At the trial court level, however, as the majority observes, Adkins “doggedly
continued” in the pursuit of his claim even though the trial court had ruled adversely to
his interests in the summary judgment proceeding. It was Adkins’ insistence that the trial
court continue to confront that which had already been decided that caused him to incur
liability for Saunders’ attorney’s fees. Thus, the trial court acted within its discretion by
awarding attorney’s fees. It is of no moment whether we, if writing on a clean slate,
might have decided differently.
14 IN THE COURT OF APPEALS OF INDIANA
DENNIS ADKINS, ) ) Appellant-Plaintiff, ) ) vs. ) No. 68A04-1203-CT-103 ) JUDY SAUNDERS, Individually, and d/b/a ) PREVENTION AND MORE HERBS, ) ) Appellees-Defendants. )

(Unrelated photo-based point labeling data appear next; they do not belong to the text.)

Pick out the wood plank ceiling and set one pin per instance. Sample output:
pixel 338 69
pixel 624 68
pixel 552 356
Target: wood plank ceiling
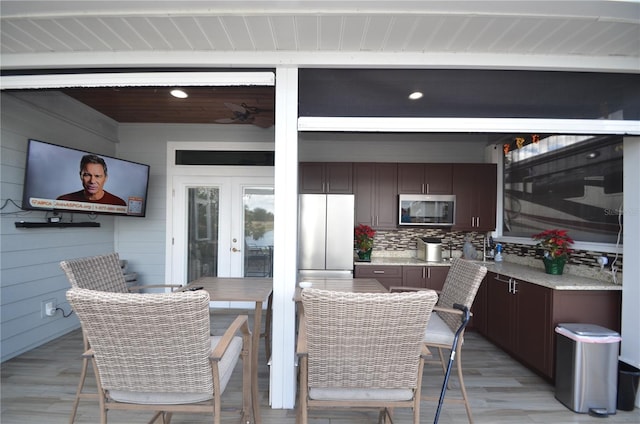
pixel 204 105
pixel 559 35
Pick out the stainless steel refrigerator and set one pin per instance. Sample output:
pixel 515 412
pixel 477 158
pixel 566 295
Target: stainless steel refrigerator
pixel 325 235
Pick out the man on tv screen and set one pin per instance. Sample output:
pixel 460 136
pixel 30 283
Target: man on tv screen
pixel 93 174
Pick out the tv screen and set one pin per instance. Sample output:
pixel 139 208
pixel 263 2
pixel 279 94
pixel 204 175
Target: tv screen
pixel 60 178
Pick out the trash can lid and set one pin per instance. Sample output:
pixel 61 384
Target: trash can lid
pixel 589 330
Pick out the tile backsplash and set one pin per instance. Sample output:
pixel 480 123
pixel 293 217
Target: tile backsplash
pixel 402 243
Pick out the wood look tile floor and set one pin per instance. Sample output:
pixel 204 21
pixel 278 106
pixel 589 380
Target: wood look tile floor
pixel 39 386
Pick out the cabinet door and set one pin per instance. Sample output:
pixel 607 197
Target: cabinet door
pixel 330 177
pixel 485 190
pixel 436 276
pixel 364 190
pixel 500 304
pixel 386 195
pixel 532 317
pixel 413 276
pixel 464 189
pixel 438 178
pixel 411 178
pixel 376 189
pixel 387 275
pixel 311 178
pixel 338 178
pixel 420 178
pixel 475 188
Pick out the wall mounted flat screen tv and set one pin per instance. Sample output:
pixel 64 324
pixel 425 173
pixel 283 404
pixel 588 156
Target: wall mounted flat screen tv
pixel 59 178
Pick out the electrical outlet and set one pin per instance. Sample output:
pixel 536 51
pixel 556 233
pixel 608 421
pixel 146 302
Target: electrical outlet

CRONE, Judge, concurring in part and dissenting in part
I agree with my colleagues that the trial court properly granted summary judgment
to Saunders and properly awarded Saunders attorney’s fees pursuant to Indiana Code
Section 34-52-1-1 based on Adkins’s continued litigation of his claim after it clearly
became groundless following Dr. Moen’s deposition. Because Adkins has not raised
(and indeed could not raise) any new factual or legal bases to support his groundless
claim on appeal, I would grant Saunders’s request for appellate attorney’s fees pursuant
15 to Appellate Rule 66(E). Although Indiana Code Section 34-52-1-1 and Appellate Rule
66(E) are worded differently, they are substantively similar. An appeal from a
groundless claim is frivolous, at best, and in bad faith, at worst. If Adkins’s claim was
frivolous when summary judgment was granted and no new justification for pursuing it is
raised on appeal, it is just as frivolous now. In my view, affirming a trial court’s award
of attorney’s fees and denying a request for appellate attorney’s fees in such a case is
logically inconsistent, and therefore I would award appellate fees.